Published 03/04/2025, 21:06
Perion adopts shareholder rights plan to protect value

NEW YORK & TEL AVIV, Israel - Perion Network Ltd. (NASDAQ and TASE: PERI), a technology company addressing modern advertising complexities, has announced the implementation of a shareholder rights plan with a limited duration. The plan, effective immediately, is designed to prevent potential undervalued acquisitions and ensure shareholders realize the full potential value of their investment.

The rights plan aims to deter any entity, person, or group from gaining control or significant influence over Perion without offering fair compensation to all shareholders or allowing the Board sufficient time to make strategic decisions. Perion’s Board and management believe the current share price does not reflect the company’s intrinsic value and growth prospects, potentially making it an attractive acquisition target. This view is supported by InvestingPro data, which shows the company maintains a strong financial position with more cash than debt and a healthy current ratio of 3.47. Discover 10+ additional exclusive insights about Perion’s financial health with an InvestingPro subscription.

Under the rights plan, Perion will issue one right for each ordinary share held as of April 14, 2025. These rights will become exercisable if an entity, person, or group acquires 13% or more of Perion’s outstanding ordinary shares without Board approval. In such a scenario, each right holder, except the acquiring party, could purchase additional shares at a nominal price, diluting the acquirer’s stake.

The Board may also exchange shares for outstanding rights after an entity acquires a 13% stake, further preventing unsanctioned control changes. This plan is not designed to obstruct actions deemed by the Board to be in the company’s and shareholders’ best interests. Instead, it encourages transparent and constructive engagement with the Board and management.

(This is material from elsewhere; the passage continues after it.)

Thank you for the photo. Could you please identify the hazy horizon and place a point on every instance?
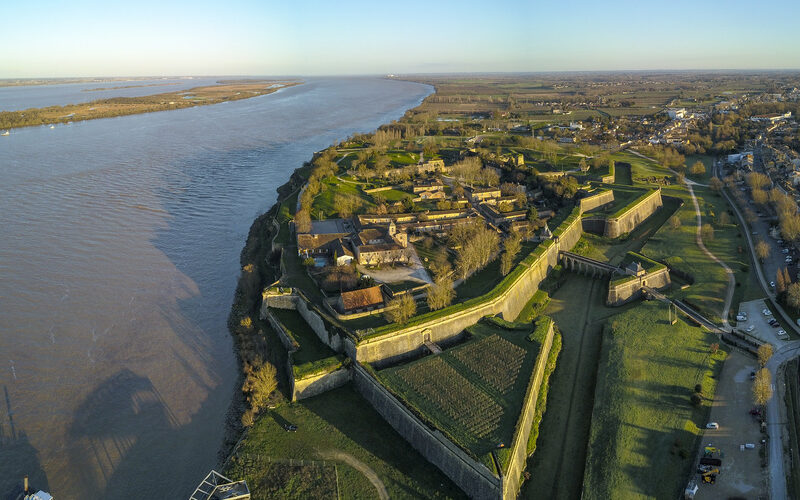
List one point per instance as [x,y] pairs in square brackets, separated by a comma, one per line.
[88,38]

The rights plan aligns with similar strategies adopted by other publicly traded companies and will expire on April 2, 2026, unless terminated earlier as outlined in the plan. Additional details are available in a Form 6-K filed with the U.S. Securities and Exchange Commission.

Perion specializes in assisting agencies, brands, and retailers with marketing investments through advanced technology on digital channels. Their Perion One platform seeks to optimize digital advertising by integrating data, creative content, and channels. The company has demonstrated operational efficiency with a gross profit margin of 33.25%. InvestingPro subscribers can access a comprehensive research report on Perion, one of 1,400+ stocks covered with detailed analysis and actionable insights.

This news is based on a press release statement from Perion Network Ltd. and contains forward-looking statements that involve risks and uncertainties. The company’s actual results could differ materially from those projected in the forward-looking statements due to various factors, which include but are not limited to, economic conditions, market changes, and competitive pressures.

In other recent news, Perion Network Ltd reported its fourth-quarter and full-year 2024 earnings, revealing an earnings per share (EPS) of $0.33, which surpassed the forecasted $0.30. Despite this positive EPS outcome, the company faced challenges with its revenue, reporting a full-year revenue of $498.3 million, marking a significant 33% decrease from the previous year. The revenue for the fourth quarter was $129.6 million, slightly below the forecast of $130.36 million. In response to these financial results, Perion Network launched a new platform called PerionOne, designed to unify advertising technologies. The company’s 2025 revenue guidance has been set between $400 million and $420 million. Analyst firms have noted the company’s strategic focus on connected TV (CTV), digital out-of-home, and retail media, which are expected to drive future growth. Additionally, the company has made leadership changes to support its strategic transformation, including the appointment of Steven Yap as Chief Revenue Officer.